Transform the look of your Android phone with a new launcher
One of the reasons to choose an Android phone over an iPhone is the flexibility you get in terms of customization — and there’s really no better example of that than third-party Android launchers.
If you’ve never come across the term before, a launcher revamps the homescreen of your Android phone. We’re not just talking about a different wallpaper: launchers give you control over icons, colors, menus, and just about every screen handled by the Android operating system. These tools let you manage everything from the number of shortcuts on the homescreen to the way your notifications work; they also give you much more control over how your phone’s interface looks.
Say, for example, you want oversized app drawer icons or icons that are all tinted blue. Maybe you want a custom unread count badge on your default email app shortcut or you want your apps as a list rather than a grid of icons. All these customizations and more are available through launchers. In fact, the tweaks they add are so useful that Google has started adding some of them to Android proper.
Launchers are simple to install and uninstall, and there are lots of excellent ones to pick from. I’ve included instructions for managing them below, as well as a selection of my favorites for you to try out if you want.
Installing and managing launchers
As mentioned, it’s easy to set up a launcher. I’ve included instructions for both Pixel and Samsung phones; depending on your Android phone make and model, these screens and menu options might be slightly different, but they shouldn’t vary too much.
- For Pixels, open up Settings and choose Apps > Default apps. On Samsung Galaxy devices, it’s Settings > Apps > Choose default apps.
- Either way, you’ll then see a Home app entry, which is the name Android uses for launchers. Either tap the entry or look to the right for a cog icon, which you can tap to configure the launcher that’s currently the default.
When it comes to the launcher that comes as standard on Pixel phones, for example, you can turn notification dots (badges on app icons) on or off, hide or show the At a Glance widget, and get smart suggestions about which apps to launch next. These options will change depending on the launcher you’re using.
To switch launchers, tap Home app and pick a different option: obviously, you’ll have to have at least one alternative launcher installed for anything other than the built-in option to appear here. As soon as you’ve switched, the homescreens, lock screen, app drawer, and menus should have a new look.
You can then customize your launcher as required. Some launchers have more options than others, but most of them come with a comprehensive set of instructions attached so you know what you’re changing and when. You should be able to access a launcher’s settings from its icon in the app drawer.
Don’t worry too much about making a lot of changes or breaking your Android phone interface somehow: if you’re not happy with the launcher you chose, you can simply uninstall it, and your phone’s built-in home app will take over again, exactly as you left it.
Some Android launchers to try
There are lots of Android launchers out there, but here are some of my favorites.
If you’re a fan of the minimal look, give Niagara Launcher a try. It transforms your homescreen to a simple but sleek list of your favorite apps, with smart innovations such as embedded notification previews and summaries, media playback controls, and more.

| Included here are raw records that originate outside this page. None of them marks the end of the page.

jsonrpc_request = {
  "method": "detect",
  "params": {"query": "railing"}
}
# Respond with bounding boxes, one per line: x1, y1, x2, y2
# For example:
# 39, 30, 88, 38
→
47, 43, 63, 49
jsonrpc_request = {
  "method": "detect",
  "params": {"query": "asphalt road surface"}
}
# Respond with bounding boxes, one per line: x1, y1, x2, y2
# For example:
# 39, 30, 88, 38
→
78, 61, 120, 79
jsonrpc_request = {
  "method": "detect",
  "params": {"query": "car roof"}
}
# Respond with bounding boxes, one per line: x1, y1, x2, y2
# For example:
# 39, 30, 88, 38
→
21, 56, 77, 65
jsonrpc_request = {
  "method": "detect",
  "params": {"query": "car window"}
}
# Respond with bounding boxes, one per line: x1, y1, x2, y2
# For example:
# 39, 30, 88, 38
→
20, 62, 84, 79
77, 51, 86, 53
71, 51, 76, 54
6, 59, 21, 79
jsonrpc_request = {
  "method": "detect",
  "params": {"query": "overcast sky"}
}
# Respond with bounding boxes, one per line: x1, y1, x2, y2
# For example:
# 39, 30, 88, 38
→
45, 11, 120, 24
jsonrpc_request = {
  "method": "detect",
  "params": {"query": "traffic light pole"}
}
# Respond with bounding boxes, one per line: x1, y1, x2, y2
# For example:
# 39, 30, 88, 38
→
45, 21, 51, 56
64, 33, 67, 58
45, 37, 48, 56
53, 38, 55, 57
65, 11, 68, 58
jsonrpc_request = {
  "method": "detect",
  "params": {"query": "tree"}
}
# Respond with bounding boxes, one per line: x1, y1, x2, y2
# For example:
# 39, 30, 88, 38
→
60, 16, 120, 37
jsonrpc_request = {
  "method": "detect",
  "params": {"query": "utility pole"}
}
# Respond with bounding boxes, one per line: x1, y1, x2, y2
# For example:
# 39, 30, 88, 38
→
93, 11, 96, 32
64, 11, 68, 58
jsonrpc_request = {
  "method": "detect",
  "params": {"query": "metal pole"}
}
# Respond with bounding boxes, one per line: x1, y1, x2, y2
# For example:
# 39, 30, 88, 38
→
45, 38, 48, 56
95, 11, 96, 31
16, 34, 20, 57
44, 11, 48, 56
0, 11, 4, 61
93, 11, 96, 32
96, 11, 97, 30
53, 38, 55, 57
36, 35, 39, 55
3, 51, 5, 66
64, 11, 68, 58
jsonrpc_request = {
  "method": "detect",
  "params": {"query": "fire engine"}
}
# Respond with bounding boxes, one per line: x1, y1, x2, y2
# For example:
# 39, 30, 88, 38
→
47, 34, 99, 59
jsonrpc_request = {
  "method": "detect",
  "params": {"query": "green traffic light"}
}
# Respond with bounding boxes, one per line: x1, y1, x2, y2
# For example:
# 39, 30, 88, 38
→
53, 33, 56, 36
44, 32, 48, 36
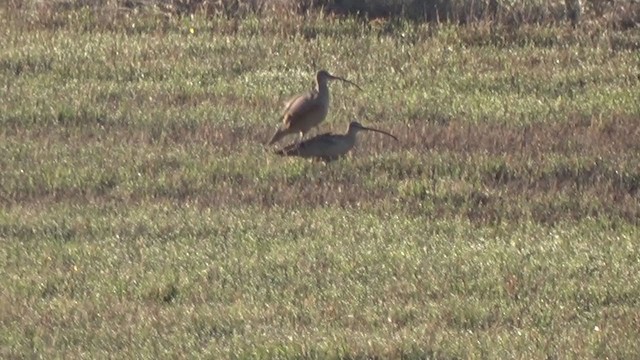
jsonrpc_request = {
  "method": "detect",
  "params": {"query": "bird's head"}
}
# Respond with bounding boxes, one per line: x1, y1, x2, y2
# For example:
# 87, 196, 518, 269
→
316, 70, 362, 90
348, 121, 398, 141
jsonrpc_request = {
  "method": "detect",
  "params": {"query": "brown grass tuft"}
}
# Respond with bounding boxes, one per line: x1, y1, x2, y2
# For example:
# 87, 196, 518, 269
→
6, 0, 640, 28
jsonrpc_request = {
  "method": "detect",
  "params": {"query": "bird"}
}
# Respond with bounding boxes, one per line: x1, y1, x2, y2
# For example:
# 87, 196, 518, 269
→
267, 70, 361, 146
274, 121, 398, 162
565, 0, 582, 28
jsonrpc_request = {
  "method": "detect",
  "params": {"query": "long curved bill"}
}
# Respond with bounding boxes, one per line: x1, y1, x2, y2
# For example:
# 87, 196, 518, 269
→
328, 74, 363, 91
361, 126, 398, 141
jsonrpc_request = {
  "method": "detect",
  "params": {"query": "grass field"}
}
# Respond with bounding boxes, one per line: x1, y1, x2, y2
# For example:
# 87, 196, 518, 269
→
1, 2, 640, 358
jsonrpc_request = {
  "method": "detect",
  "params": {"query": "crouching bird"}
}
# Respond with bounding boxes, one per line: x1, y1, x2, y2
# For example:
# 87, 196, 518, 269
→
275, 121, 398, 162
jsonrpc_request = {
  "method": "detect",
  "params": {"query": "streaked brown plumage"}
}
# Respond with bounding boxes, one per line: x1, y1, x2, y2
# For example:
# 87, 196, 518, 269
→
267, 70, 361, 146
275, 121, 398, 162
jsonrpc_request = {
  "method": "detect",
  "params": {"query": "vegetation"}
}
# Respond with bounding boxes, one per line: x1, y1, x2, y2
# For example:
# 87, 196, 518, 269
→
1, 0, 639, 358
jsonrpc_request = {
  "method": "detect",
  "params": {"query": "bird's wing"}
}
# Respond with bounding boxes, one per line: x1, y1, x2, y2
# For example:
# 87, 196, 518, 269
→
282, 91, 321, 129
305, 133, 342, 147
277, 133, 343, 158
282, 94, 301, 112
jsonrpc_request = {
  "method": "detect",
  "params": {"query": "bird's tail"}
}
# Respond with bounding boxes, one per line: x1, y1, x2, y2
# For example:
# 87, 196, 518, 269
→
274, 142, 301, 157
267, 128, 287, 146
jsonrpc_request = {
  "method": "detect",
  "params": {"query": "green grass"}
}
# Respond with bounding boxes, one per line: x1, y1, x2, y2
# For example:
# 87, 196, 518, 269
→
1, 4, 640, 359
3, 204, 639, 358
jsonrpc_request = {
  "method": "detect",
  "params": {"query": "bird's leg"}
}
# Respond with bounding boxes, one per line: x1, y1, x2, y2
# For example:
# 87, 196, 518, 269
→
298, 131, 305, 144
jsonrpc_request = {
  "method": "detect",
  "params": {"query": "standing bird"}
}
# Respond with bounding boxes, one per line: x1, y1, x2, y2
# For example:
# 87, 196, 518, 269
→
565, 0, 582, 28
275, 121, 398, 162
267, 70, 361, 146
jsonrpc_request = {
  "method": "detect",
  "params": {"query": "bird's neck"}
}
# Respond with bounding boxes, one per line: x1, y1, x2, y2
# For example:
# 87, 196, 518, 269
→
346, 128, 359, 140
316, 81, 329, 96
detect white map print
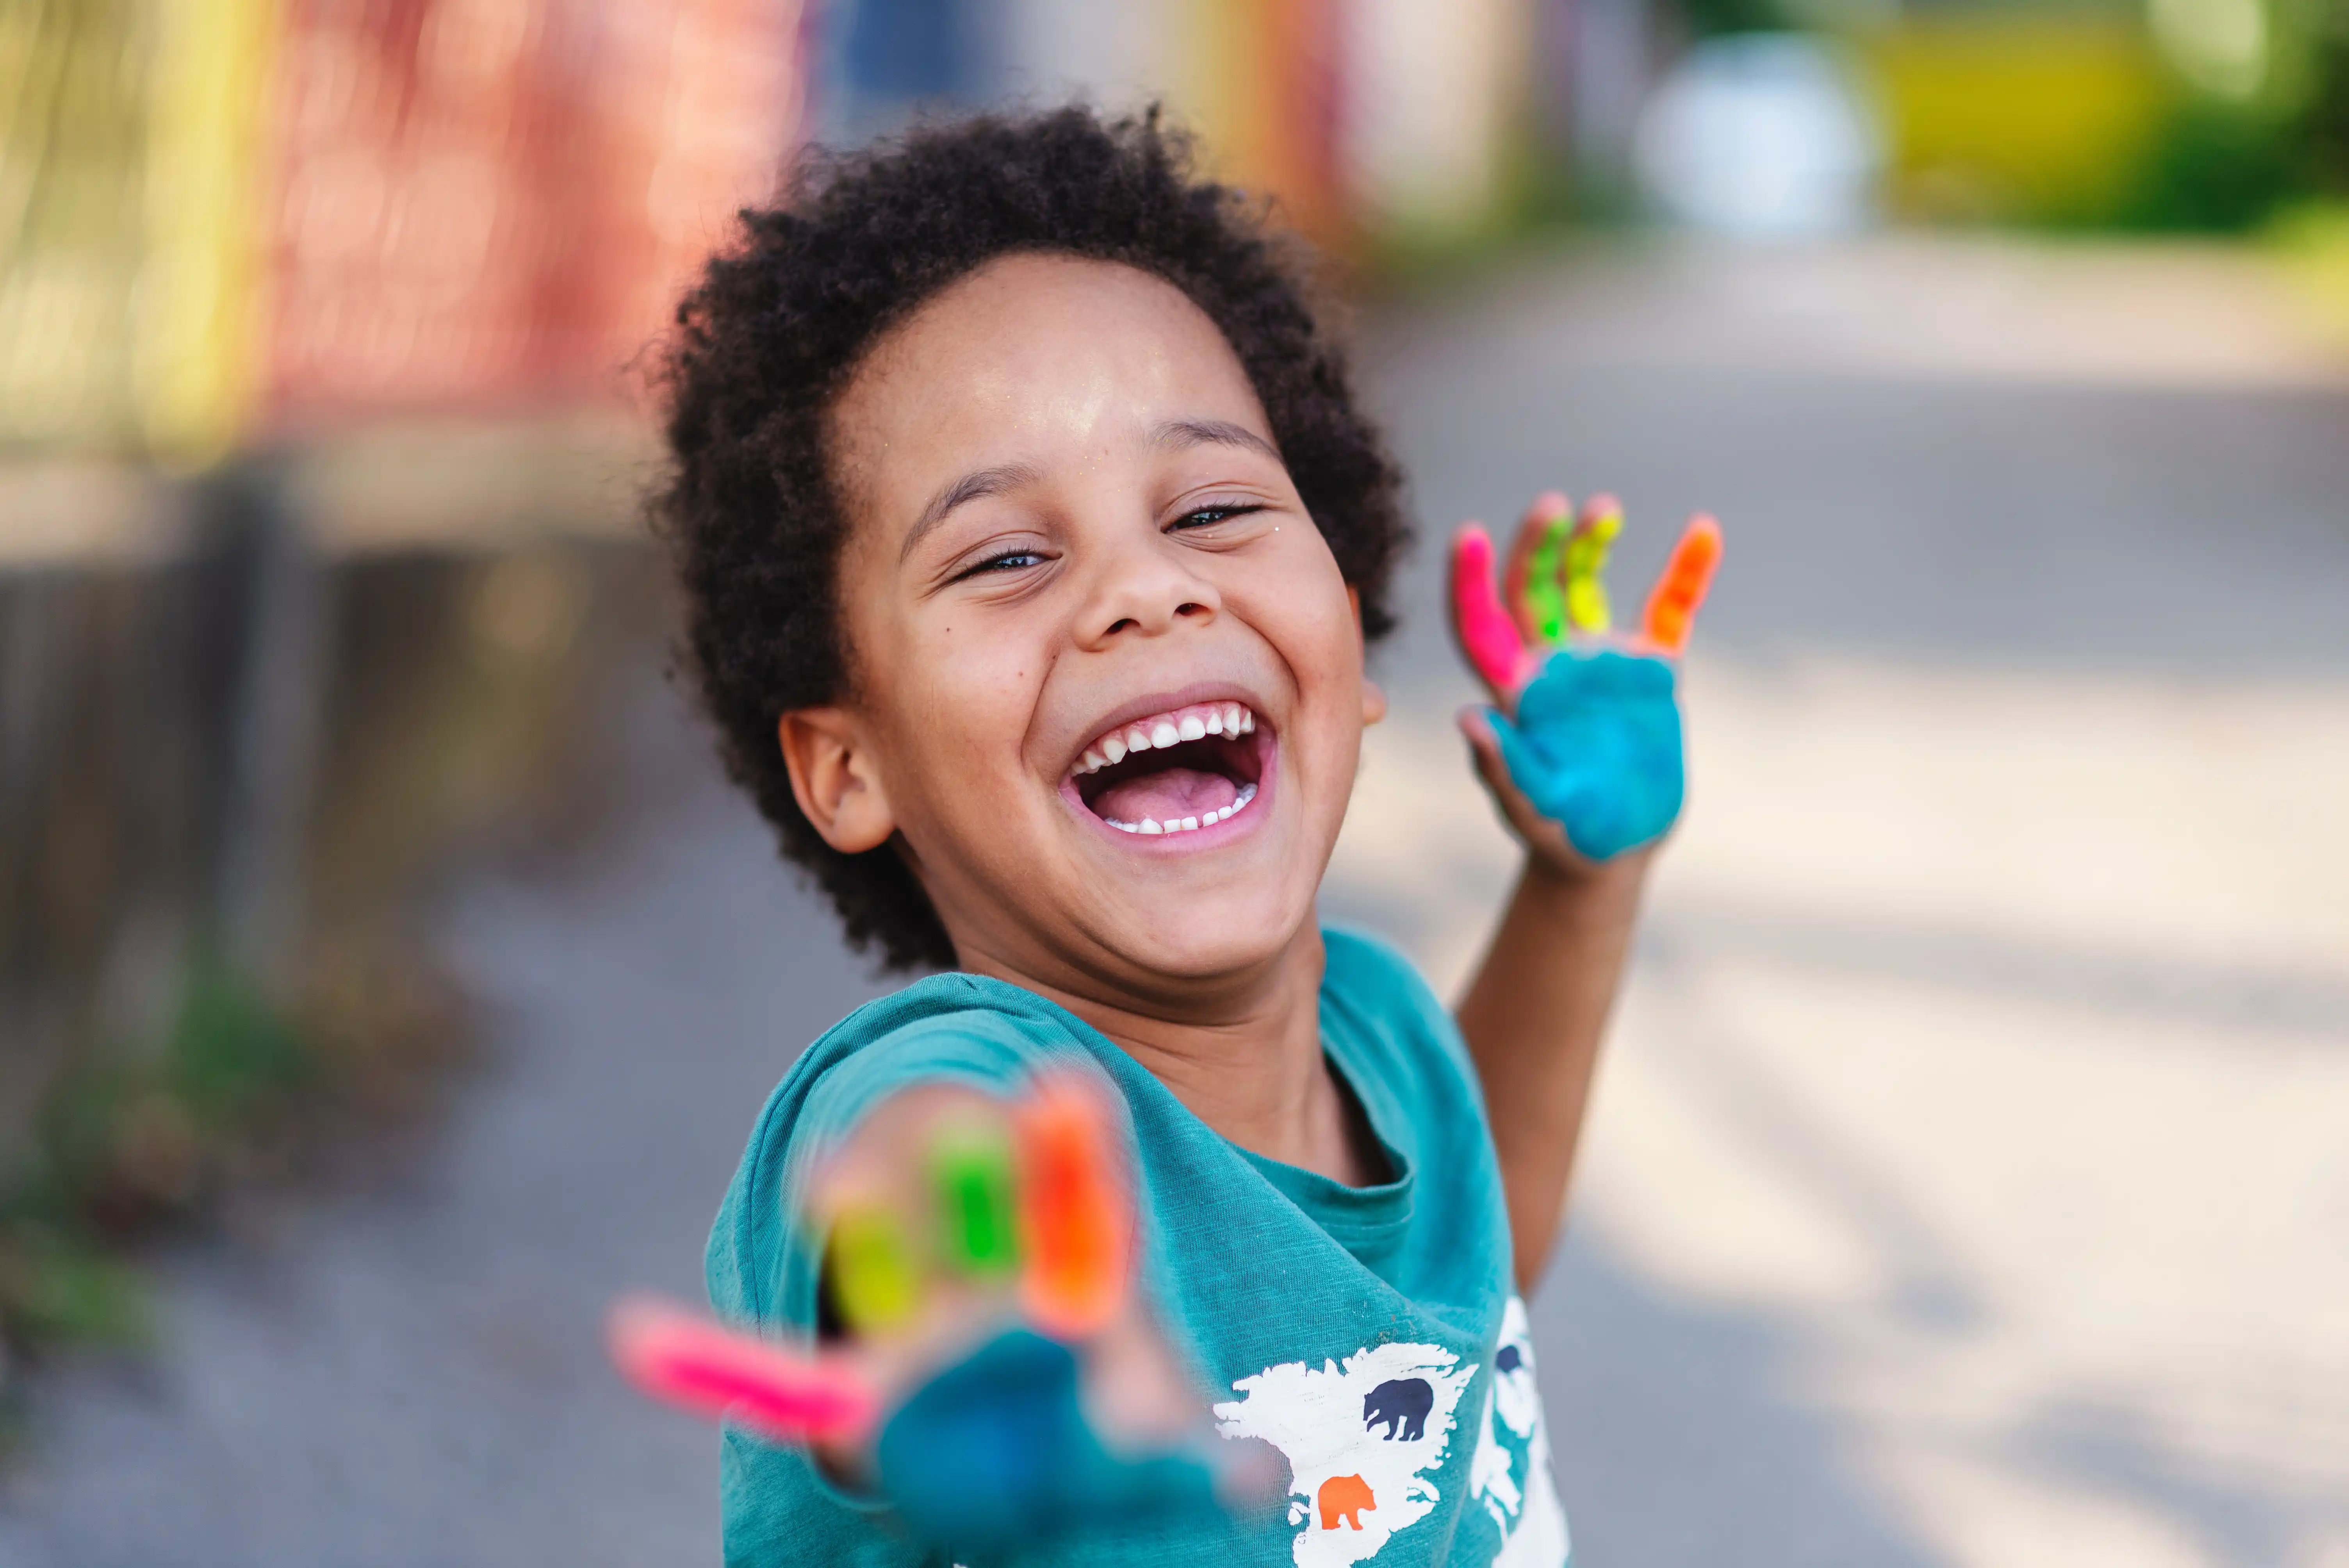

It helps you focus on the apps that matter most and clears up some of the clutter on your smartphone.
Niagara adds customization controls as well — you can still change fonts, icon shapes, and many other elements of the interface, but that’s just one part of it. More customizations and widgets are available with a Pro subscription, which costs $9.99 a year or $29.99 for life.
Most lists of the best Android launchers will include Nova Launcher, and for good reason: it’s absolutely overflowing with customization options, from transparent notification bars to icon styles to bespoke navigation gestures to a dark mode that enables itself automatically at a certain time of the day.
I like its ability to put frequently used apps at the top of the app drawer and the extensive tweaks available for icons: colors, shadows, shapes, and more. A lot of the customizations are free to use, but to get the full set, you need to buy the Prime version of the launcher, which will set you back $4.99.
AIO Launcher is another launcher that tries to do something different with the Android homescreen beyond tweaks to the icon colors and app grid layout. It turns your home screen into a densely packed series of widgets, so you can see everything from notifications to available storage space on a single screen. There are lots of widgets to choose from, and they’re all easy to modify.
The launcher lets you sort apps into categories and display them in a variety of ways, so you can get to your favorite ones more quickly, and there’s also an advanced search feature that can dig into everything from widgets to contacts. To get access to all of the settings AIO has to offer, you need a premium subscription, which will cost you 99 cents a month or $9.99 a year.
Smart Launcher offers just about everything you could want from a launcher, from polished-looking widgets to innovative layouts for your homescreen to a multitude of tweaks that you can apply to icons, fonts, wallpapers, and more. It has clever features, too, like a search tool that covers the web, your apps, and your contacts.
The widgets included in the launcher are really well done, and you can tailor your homescreen, lock screen, and notifications with a great deal of control. Navigation gestures are supported, as are categories for your apps, which can be very handy. To unlock all the features, you need to pay either 99 cents a month or $21.99 for life.